And the clouds continue to gather.
The true winner in the 50th district was the status quo, the same status quo that elected the discredited, greedy, and ethically challenged Randy Duke Cunningham, to 8 terms in congress. Not surprising the same people who endorsed the criminally compromised Cunningham in 2004 are the same people endorsing Bilbray in 2006.
Score one for the status quo.
Looking at the voter turn out for the special election is clear only a minority of eligible voters bothered to vote. Crunching the numbers, the picture is pathetic, making this writer wonder why we spend trillions of dollars fighting a war in Iraq in the name of democracy, when democracy is all but dead in the United States of Apathy.
Of the 351,289 registered voters in the 50th district, a mere 130,416 took the time to vote. That's about 38 percent. Imagine if you tried to drive 38% of your car to work, or took only 38% of a test, or attempted to pay 38% of your bill at a local restaurant. How about sending 38% percent of your child to school only 38% of the time.
Government fails the people only when people fail the government. 38% on a test is a failing grade. Continuing with this metaphor, consider Brian Bilbray's 49.33 % of the 38%. Half of 38 is 19 right? Nineteen percent does not a majority make, nor a representative government sustain.
Of the 155,313 registered republicans in the 50th district only 64,554 voted. That's less than half. Of the 104, 283 registered Democrats, 59,021 cast a vote. And these are just the registered voters. I wonder how many eligible adults don't even bother to register in the first place? What is the voting age population of the 50th district? Figure in that variable and Bilbray's vote percentage shrinks even smaller.

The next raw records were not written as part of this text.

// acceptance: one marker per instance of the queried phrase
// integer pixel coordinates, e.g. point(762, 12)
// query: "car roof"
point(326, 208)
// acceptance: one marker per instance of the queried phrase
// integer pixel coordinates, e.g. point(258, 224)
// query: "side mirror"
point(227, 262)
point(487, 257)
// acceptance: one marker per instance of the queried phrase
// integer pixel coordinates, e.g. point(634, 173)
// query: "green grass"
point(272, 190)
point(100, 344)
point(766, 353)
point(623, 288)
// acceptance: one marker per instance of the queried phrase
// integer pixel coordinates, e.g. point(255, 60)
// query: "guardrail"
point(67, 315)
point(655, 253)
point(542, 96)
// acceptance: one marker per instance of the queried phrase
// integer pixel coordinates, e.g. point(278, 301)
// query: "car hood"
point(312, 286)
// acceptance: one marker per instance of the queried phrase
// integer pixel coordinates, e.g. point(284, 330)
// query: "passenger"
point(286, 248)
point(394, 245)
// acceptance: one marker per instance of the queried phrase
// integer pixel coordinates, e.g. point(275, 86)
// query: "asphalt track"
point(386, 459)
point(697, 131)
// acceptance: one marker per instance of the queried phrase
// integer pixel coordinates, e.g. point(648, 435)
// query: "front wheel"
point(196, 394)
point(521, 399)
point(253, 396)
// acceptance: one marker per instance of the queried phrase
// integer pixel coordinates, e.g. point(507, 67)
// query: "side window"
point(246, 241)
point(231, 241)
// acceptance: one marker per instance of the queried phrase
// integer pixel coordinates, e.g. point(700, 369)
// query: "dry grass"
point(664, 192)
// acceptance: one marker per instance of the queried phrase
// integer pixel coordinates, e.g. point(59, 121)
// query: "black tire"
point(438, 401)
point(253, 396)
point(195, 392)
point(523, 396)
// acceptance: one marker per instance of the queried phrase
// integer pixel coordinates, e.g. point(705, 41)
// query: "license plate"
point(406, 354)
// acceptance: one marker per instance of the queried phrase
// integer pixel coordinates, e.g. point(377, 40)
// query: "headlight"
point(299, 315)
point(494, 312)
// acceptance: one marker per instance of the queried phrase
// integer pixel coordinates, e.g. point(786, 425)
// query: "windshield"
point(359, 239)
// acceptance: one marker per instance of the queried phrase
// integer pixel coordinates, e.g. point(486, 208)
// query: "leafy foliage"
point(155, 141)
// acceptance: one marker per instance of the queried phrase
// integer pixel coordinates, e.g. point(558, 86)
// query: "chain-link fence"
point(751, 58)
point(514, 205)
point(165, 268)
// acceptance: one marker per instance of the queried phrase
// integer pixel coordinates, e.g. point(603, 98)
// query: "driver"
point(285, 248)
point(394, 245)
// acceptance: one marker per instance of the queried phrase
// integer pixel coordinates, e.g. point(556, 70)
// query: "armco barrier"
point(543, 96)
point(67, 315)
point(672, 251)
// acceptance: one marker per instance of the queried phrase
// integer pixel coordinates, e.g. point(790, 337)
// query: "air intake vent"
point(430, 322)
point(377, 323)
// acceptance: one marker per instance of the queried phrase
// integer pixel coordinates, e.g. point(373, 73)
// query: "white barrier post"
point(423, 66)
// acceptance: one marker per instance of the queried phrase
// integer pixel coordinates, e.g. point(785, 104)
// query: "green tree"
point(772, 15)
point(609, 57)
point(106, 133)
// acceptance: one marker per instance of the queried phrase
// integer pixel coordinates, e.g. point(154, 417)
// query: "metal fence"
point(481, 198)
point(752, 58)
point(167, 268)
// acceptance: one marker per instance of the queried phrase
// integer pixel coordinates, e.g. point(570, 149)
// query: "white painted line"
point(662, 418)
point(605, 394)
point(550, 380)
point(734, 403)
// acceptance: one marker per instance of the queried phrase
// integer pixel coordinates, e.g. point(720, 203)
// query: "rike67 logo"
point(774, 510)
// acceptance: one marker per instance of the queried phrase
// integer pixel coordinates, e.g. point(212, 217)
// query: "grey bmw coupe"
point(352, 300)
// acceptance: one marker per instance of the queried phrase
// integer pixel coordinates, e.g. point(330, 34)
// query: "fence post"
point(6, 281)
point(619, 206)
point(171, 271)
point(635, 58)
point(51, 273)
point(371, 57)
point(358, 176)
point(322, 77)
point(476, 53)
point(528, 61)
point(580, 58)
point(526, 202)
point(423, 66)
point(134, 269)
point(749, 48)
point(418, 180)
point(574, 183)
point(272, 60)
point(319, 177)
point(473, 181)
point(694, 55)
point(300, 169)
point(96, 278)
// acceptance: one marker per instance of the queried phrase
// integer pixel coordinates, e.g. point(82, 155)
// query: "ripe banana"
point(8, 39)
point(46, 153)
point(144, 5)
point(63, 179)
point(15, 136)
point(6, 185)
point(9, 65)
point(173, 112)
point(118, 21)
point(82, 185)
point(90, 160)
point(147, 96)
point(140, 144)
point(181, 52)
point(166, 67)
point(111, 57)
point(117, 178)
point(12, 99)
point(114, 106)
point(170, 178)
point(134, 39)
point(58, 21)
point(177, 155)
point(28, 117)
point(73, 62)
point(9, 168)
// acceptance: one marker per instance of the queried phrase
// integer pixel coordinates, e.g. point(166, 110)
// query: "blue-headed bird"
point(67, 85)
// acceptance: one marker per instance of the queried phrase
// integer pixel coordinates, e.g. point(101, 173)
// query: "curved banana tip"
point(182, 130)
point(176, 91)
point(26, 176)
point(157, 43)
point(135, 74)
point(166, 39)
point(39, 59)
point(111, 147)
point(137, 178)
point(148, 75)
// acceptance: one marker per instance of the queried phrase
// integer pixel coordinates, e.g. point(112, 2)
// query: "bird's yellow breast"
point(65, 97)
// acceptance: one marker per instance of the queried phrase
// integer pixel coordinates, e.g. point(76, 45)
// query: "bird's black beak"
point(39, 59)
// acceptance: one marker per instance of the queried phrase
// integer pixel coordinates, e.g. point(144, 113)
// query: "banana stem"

Electing a professional politician/lobbyist now seems the least of our problems. The bitter truth of 38% voter turnout, at a time of war, economic free fall, and a looming ecological crisis is reason enough to send condolences to those mourning the death of democracy. When a majority of voters don't vote, the system is obviously in critical condition.
Why pretend then that democracy works, when it clearly doesn't. On the federal level it takes millions to lose an election, so only millionaires and the well financed can afford to "represent" the people, and the corporatists that keep them in office…or not.
Could it be nonvoters have just abandoned the façade of democracy altogether? Waging war in the name of democracy, the Bush Administration has reveled more than most people can comprehend. Having lost faith in government to do anything other than to protect the status most people opt out of voting to concentrate on keeping up.
More numb than bitter, Bilbray's election is a true reflection of where and when we live. Bickering over human migration and same-sex coupling, we are a population of motoring monkeys dashing about on ribbon of asphalts. Believing that we are exempt from the laws of nature, we begin to distance ourselves from other systems supporting our continued existence.
Just as people no longer value simplicity and truth, people don't vote because people no longer value voting. Following that implication to its natural conclusion, there is evidence the majority of people no longer value the right to vote because they know their vote no longer holds any value. To invest time or energy into something of little or no value makes no sense, right?
On the downside of hope, it is hard for me to see anything positive about the election of Brian Bilbray. Sure, we get to vote again in November, and again every other year, that hardly helps reduce the growing sense of anarchy.
I am beginning to wonder if more of our cherished institutions of self-governance are as empty as the representative governance and corporate democracy? I'm also beginning to wonder if voting enables the façade of governance to continue to the detriment of all.
How does one measure 38% of no hope?